Shares in a number of Chinese companies soared more than 100 per cent on Monday, as the first batch of initial public offerings under a new streamlined listings regime debuted in Shanghai and Shenzhen.
The top gainers among the 10 new launches included Shenzhen CECport Technologies, an electronics distributor, whose shares rose as much as 239 per cent, and Shaanxi Energy Investment, a state-owned electricity group that raised Rmb7.2bn ($1.1bn) from its IPO and whose stock gained as much as 84 per cent.
But financial experts said the massive price gains recorded by the new listings pointed to the need for more comprehensive reforms to China’s equity fundraising rules.
“The fact that you have these ridiculous jumps on Day One clearly means companies are being undersold,” said Fraser Howie, an independent analyst and expert on China’s financial system. “This is still a process where there is tremendous [state] oversight and control.”
The new rules aim to streamline IPOs by allowing Chinese companies to debut on the main boards of the Shanghai and Shenzhen stock exchanges without first gaining regulatory approval. They also remove a limit that had capped the IPO price of a company’s stock at 23 times earnings per share and abolish a 44 per cent ceiling on first-day gains, although daily moves will be capped at 10 per cent after the first five sessions.

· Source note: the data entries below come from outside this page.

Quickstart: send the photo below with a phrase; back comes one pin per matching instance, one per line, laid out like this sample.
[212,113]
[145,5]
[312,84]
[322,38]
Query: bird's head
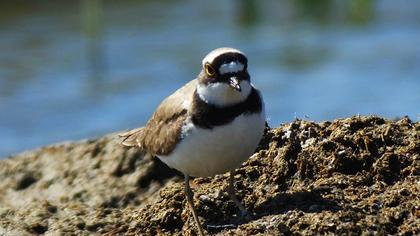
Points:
[224,79]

The latest listings reforms come with China already being the world’s most active market for IPO fundraising, with more than $14.5bn raised in the year to date, or more than four times the total on Wall Street, according to data from Dealogic.
Yi Huiman, chair of the China Securities Regulatory Commission, said at a Monday morning listings ceremony that the reforms represented “comprehensive and fundamental change” and that the first batch of IPOs was “another important milestone in the reform and development of China’s capital markets”.
However, the reforms to remove regulatory approvals and share price caps on the main boards of mainland stock exchanges — known collectively as a “registration-based listings system” — had already been rolled out since 2019 on China’s tech-focused boards, the Star Market in Shanghai and ChiNext in Shenzhen.
A surge in activity on these two boards over recent years reflects a push by policymakers to funnel IPO proceeds to sectors perceived as vital to national security and economic growth. Shanghai mayor Gong Zheng said on Monday that the new regulatory system would “forcefully push” China’s stock market towards better providing capital to priority sectors, as the Star and ChiNext boards already did.
Despite the removal of a formal requirement to obtain listings approval from the CSRC, local brokers say regulators still exert a powerful influence over which companies are granted access to Chinese capital markets. Earlier this year, the securities regulator told bankers it had identified several “red light” industries that should not be allowed to carry out equity fundraising on the main boards in Shanghai and Shenzhen.
Analysts said the triple-digit gains by the companies listing on Monday were likely to be unsustainable.
“It’s the same trading pattern seen with the launch of Star in Shanghai and ChiNext,” said Zhang Qi, an analyst at the Chinese brokerage Haitong Securities. Zhang said traders had bid up shares in the new listings on speculation that the companies enjoyed support from policymakers and that they “would go back to a more rational level after their debut”.